Je ne comprends pas non plus ce qu'il y aurait de plus logique…

Quoi qu'il en soit, il est faux de dire que ce _qui_ interrogatif serait porteur du genre et non du nombre. Il est en principe au genre et au nombre indifférenciés, donc au masculin singulier. Il peut toutefois être au féminin ou au pluriel dans certains cas particuliers comme nous l'avons vu précédemment. En outre, en tant qu'attribut, le _qui_ interrogatif est fréquemment au pluriel (cf. _Qui sont ces rivaux ?_)

En tant que sujet, le _qui_ interrogatif ne peut être au pluriel que si l'on est certain qu'il s'agit d'une pluralité. Il serait donc illogique et inhabituel de dire _Qui sont partants ?_ étant donné qu'on ne connaît pas à l'avance le nombre de personnes partantes. (Peut-être personne n'est-il partant ; peut-être une seule personne l'est-elle.)


----------



## Logospreference-1

1) Je trouve pertinent de poser la règle en se demandant, comme le fait Grevisse, si _qui_ interrogatif est porteur du genre ou du nombre.

2) La question en ces termes ne saurait concerner que les cas où _qui_ est sujet, elle n'a pas de sens si _qui_ est simplement attribut du sujet, puisque c'est alors le genre et le nombre de ce dernier qui s'imposeront.

3) Dans le cas où l'on ne connaît ni le nombre ni le genre, _qui_ interrogatif sujet prend en effet son genre et son nombre par défaut, le masculin singulier, mais alors la pertinence que je voyais à s'interroger sur le genre et le nombre dont _qui _était porteur me paraît nettement moins évidente.

4) Je ne trouve pas d'exemples, dans le cas où le genre est connu, dans lesquels _qui_ interrogatif sujet n'en serait pas porteur. Alors j'ai tort ou j'ai raison, et si j'ai raison, je ne trouve pas Grevisse logique de poser que _qui _interrogatif sujet n'est pas porteur du genre.

5) Même dans le cas où le nombre est connu, comme dans la question _qui sera désigné pour les rôles de Castor et de Pollux?_, je ne trouve pas d'exemples dans lesquels _qui_ interrogatif sujet serait porteur du pluriel.


----------



## CapnPrep

Logospreference-1 said:


> 4) Je ne trouve pas d'exemples, dans le cas où le genre est connu, dans lesquels _qui_ interrogatif sujet n'en serait pas porteur.

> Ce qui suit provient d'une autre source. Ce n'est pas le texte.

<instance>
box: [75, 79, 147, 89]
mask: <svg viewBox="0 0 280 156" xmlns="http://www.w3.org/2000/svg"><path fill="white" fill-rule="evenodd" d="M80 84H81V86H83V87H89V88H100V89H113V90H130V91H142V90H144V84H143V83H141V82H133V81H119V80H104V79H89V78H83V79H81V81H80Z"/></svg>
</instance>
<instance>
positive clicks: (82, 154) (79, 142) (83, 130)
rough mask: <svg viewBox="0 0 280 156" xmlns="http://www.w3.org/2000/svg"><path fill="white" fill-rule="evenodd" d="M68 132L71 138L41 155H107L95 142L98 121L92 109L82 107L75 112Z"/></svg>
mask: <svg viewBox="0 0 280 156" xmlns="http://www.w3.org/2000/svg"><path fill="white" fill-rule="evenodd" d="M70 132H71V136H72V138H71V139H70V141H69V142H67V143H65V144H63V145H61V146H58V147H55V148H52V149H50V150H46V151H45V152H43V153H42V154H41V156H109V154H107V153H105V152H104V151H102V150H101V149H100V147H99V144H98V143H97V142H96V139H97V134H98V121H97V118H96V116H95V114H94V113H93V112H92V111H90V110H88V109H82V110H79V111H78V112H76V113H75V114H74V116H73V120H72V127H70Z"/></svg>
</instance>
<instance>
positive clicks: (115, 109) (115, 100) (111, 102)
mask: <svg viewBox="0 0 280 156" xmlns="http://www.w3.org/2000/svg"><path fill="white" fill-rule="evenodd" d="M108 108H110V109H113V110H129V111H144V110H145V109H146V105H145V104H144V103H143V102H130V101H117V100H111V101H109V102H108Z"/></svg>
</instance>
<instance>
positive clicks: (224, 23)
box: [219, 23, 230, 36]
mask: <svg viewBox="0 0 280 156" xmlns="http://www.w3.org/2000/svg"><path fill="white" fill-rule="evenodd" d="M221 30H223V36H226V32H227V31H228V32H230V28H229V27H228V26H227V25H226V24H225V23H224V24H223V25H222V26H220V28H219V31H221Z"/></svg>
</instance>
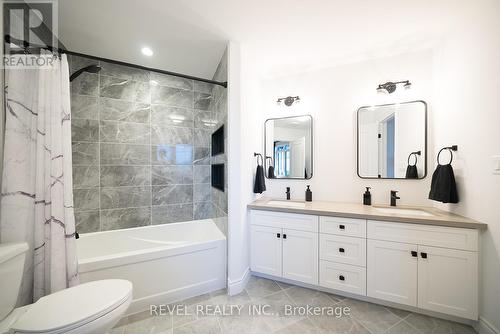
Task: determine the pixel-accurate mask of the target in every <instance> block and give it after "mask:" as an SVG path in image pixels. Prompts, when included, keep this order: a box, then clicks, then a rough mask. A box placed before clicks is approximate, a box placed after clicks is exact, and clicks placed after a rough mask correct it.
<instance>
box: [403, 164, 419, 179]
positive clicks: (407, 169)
mask: <svg viewBox="0 0 500 334" xmlns="http://www.w3.org/2000/svg"><path fill="white" fill-rule="evenodd" d="M406 178H407V179H418V170H417V166H416V165H408V167H406Z"/></svg>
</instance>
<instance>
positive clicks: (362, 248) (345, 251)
mask: <svg viewBox="0 0 500 334" xmlns="http://www.w3.org/2000/svg"><path fill="white" fill-rule="evenodd" d="M319 239H320V241H319V242H320V244H319V258H320V259H321V260H327V261H333V262H338V263H345V264H351V265H355V266H362V267H365V266H366V239H364V238H354V237H344V236H338V235H331V234H323V233H322V234H320V237H319Z"/></svg>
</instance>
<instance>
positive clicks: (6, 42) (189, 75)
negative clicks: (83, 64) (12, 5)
mask: <svg viewBox="0 0 500 334" xmlns="http://www.w3.org/2000/svg"><path fill="white" fill-rule="evenodd" d="M4 38H5V43H12V44H15V45H17V46H19V47H22V48H24V49H25V50H27V49H29V48H30V47H31V48H34V49H47V50H49V51H52V52H57V53H66V54H69V55H72V56H78V57H85V58H90V59H94V60H100V61H105V62H108V63H112V64H116V65H122V66H128V67H133V68H137V69H139V70H144V71H151V72H156V73H161V74H167V75H172V76H174V77H179V78H184V79H189V80H195V81H201V82H206V83H210V84H214V85H218V86H222V87H224V88H227V81H224V82H221V81H215V80H210V79H204V78H198V77H194V76H191V75H187V74H182V73H176V72H170V71H165V70H160V69H157V68H151V67H146V66H142V65H136V64H131V63H126V62H123V61H119V60H113V59H108V58H102V57H97V56H92V55H88V54H84V53H79V52H74V51H69V50H65V49H60V48H56V47H54V46H42V45H36V44H32V43H30V42H27V41H22V40H20V39H16V38H13V37H11V36H10V35H5V36H4Z"/></svg>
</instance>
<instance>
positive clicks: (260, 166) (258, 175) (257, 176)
mask: <svg viewBox="0 0 500 334" xmlns="http://www.w3.org/2000/svg"><path fill="white" fill-rule="evenodd" d="M264 191H266V181H265V178H264V167H262V166H260V165H259V166H257V170H256V171H255V184H254V186H253V192H254V193H255V194H257V193H258V194H262V192H264Z"/></svg>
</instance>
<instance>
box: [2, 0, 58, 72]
mask: <svg viewBox="0 0 500 334" xmlns="http://www.w3.org/2000/svg"><path fill="white" fill-rule="evenodd" d="M3 20H4V36H5V40H6V42H7V43H6V45H5V54H4V59H3V62H2V64H3V67H4V68H9V69H27V68H47V69H50V68H51V65H52V63H53V59H54V57H55V56H54V55H52V54H50V53H49V54H40V51H41V50H42V49H47V47H57V46H58V39H57V36H58V30H57V1H55V0H53V1H50V0H49V1H48V0H32V1H22V0H8V1H3Z"/></svg>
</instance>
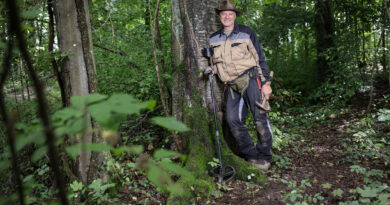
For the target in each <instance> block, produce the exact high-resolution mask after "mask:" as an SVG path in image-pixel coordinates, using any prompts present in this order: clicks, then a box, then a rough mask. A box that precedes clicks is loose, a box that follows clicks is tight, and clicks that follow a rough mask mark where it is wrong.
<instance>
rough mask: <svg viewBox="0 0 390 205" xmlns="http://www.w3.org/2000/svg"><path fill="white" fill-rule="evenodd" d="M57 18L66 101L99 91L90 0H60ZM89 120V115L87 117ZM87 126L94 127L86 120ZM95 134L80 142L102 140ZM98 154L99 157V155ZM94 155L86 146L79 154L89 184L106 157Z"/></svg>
mask: <svg viewBox="0 0 390 205" xmlns="http://www.w3.org/2000/svg"><path fill="white" fill-rule="evenodd" d="M55 8H56V10H55V11H56V17H57V18H56V20H57V33H58V44H59V48H60V51H61V52H62V53H66V54H67V56H66V57H65V58H64V59H63V60H62V62H61V68H62V70H61V75H62V79H63V80H64V82H63V83H64V91H65V97H66V104H67V105H70V98H71V97H72V96H84V95H88V94H90V93H94V92H95V91H96V84H97V81H96V80H97V79H96V68H95V60H94V56H93V45H92V36H91V26H90V20H89V12H88V1H87V0H57V2H56V5H55ZM87 119H90V117H88V116H87ZM87 121H88V122H87V125H86V127H93V126H94V124H93V121H92V120H87ZM100 141H101V139H100V138H98V136H97V135H95V134H86V135H84V136H83V138H82V139H81V143H83V144H84V143H92V142H100ZM97 155H99V156H97ZM97 155H96V156H94V155H92V154H91V152H89V151H85V150H84V149H83V150H82V151H81V153H79V156H78V159H77V162H76V167H77V173H78V176H79V178H80V180H81V181H82V182H83V183H85V184H86V183H88V182H90V181H92V180H93V179H94V178H96V175H98V174H99V173H98V172H97V168H98V166H100V164H101V162H102V161H103V159H104V157H103V156H104V155H103V153H100V154H97Z"/></svg>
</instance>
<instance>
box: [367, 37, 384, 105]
mask: <svg viewBox="0 0 390 205" xmlns="http://www.w3.org/2000/svg"><path fill="white" fill-rule="evenodd" d="M383 35H384V30H382V32H381V35H380V36H379V39H378V45H377V46H376V48H375V54H374V66H375V69H372V72H371V83H370V86H371V89H370V100H369V101H368V106H367V111H368V112H370V110H371V105H372V102H373V99H374V77H375V74H376V73H377V72H378V70H379V67H378V52H379V51H378V50H379V46H380V45H381V41H382V39H383V38H382V36H383ZM374 41H375V38H374ZM374 46H375V44H374Z"/></svg>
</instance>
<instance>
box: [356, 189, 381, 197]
mask: <svg viewBox="0 0 390 205" xmlns="http://www.w3.org/2000/svg"><path fill="white" fill-rule="evenodd" d="M356 191H357V193H359V194H360V196H362V197H364V198H372V197H377V196H378V191H379V190H378V189H375V188H371V187H367V186H364V189H361V188H360V187H358V188H356Z"/></svg>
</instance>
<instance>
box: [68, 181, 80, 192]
mask: <svg viewBox="0 0 390 205" xmlns="http://www.w3.org/2000/svg"><path fill="white" fill-rule="evenodd" d="M69 186H70V188H72V190H73V191H74V192H77V191H80V190H82V189H83V183H81V182H78V181H76V180H75V181H73V183H72V184H70V185H69Z"/></svg>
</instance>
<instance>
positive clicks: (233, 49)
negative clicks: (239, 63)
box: [231, 43, 249, 60]
mask: <svg viewBox="0 0 390 205" xmlns="http://www.w3.org/2000/svg"><path fill="white" fill-rule="evenodd" d="M233 45H234V46H233ZM248 52H249V51H248V49H247V46H246V44H245V43H240V44H237V43H233V44H232V48H231V55H232V60H242V59H246V58H248V56H249V53H248Z"/></svg>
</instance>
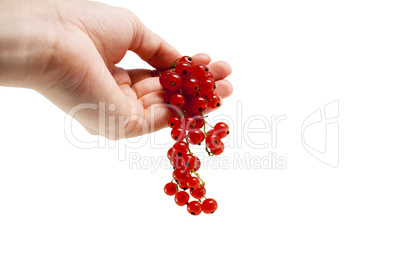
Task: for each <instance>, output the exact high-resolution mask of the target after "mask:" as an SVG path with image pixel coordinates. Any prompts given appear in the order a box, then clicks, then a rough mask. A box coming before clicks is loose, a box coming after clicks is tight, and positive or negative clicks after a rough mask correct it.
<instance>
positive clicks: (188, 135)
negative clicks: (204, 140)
mask: <svg viewBox="0 0 402 268" xmlns="http://www.w3.org/2000/svg"><path fill="white" fill-rule="evenodd" d="M187 139H188V142H189V143H191V144H193V145H196V144H200V143H201V142H203V141H204V132H202V131H201V130H199V129H193V130H190V131H189V132H188V133H187Z"/></svg>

Alors j'ai tort ou j'ai raison, et si j'ai raison, je ne trouve pas Grevisse logique de poser que _qui _interrogatif sujet n'est pas porteur du genre.


Quand Grevisse dit que « _Qui_ ne porte pas les  marques du genre et du nombre », il parle de la morphologie du mot : _qui_ n'a pas de formes (distinctes) pour le féminin et le pluriel, comme cela peut être le cas dans d'autres langues. (Ce n'est ni plus ni moins logique, c'est tout simplement vrai.)

Quant à l'accord du verbe, des adjectifs, etc., ce que dit Grevisse est très clair (et appuyé par de nombreux exemples que lui a réussi à trouver). Je pense qu'il suffit de relire le paragraphe en question.


----------



## Logospreference-1

Je ne pensais pas en effet que Grevisse parlait de la morphologie, mais de la fonction grammaticale. Vous avez certainement raison puisqu'il parle de marque.

Parmi les cinq exemples d'accord au pluriel que vous citez de Grevisse au message #4 de ce fil http://forum.wordreference.com/showthread.php?p=9364700#post9364700, trois me semblent concerner _qui_ attribut du sujet (_les plus vilains, les plus méprisables, les premiers_), sauf erreur de ma part, et les deux autres:_ Et qui étaient embêtés alors ?__ Qui furent contents ? _me paraissent contestables. J'aurais personnellement opté dans les deux phrases pour_ lesquels _à la place de_ qui__, _mais on tient là peut-être une autre question.


----------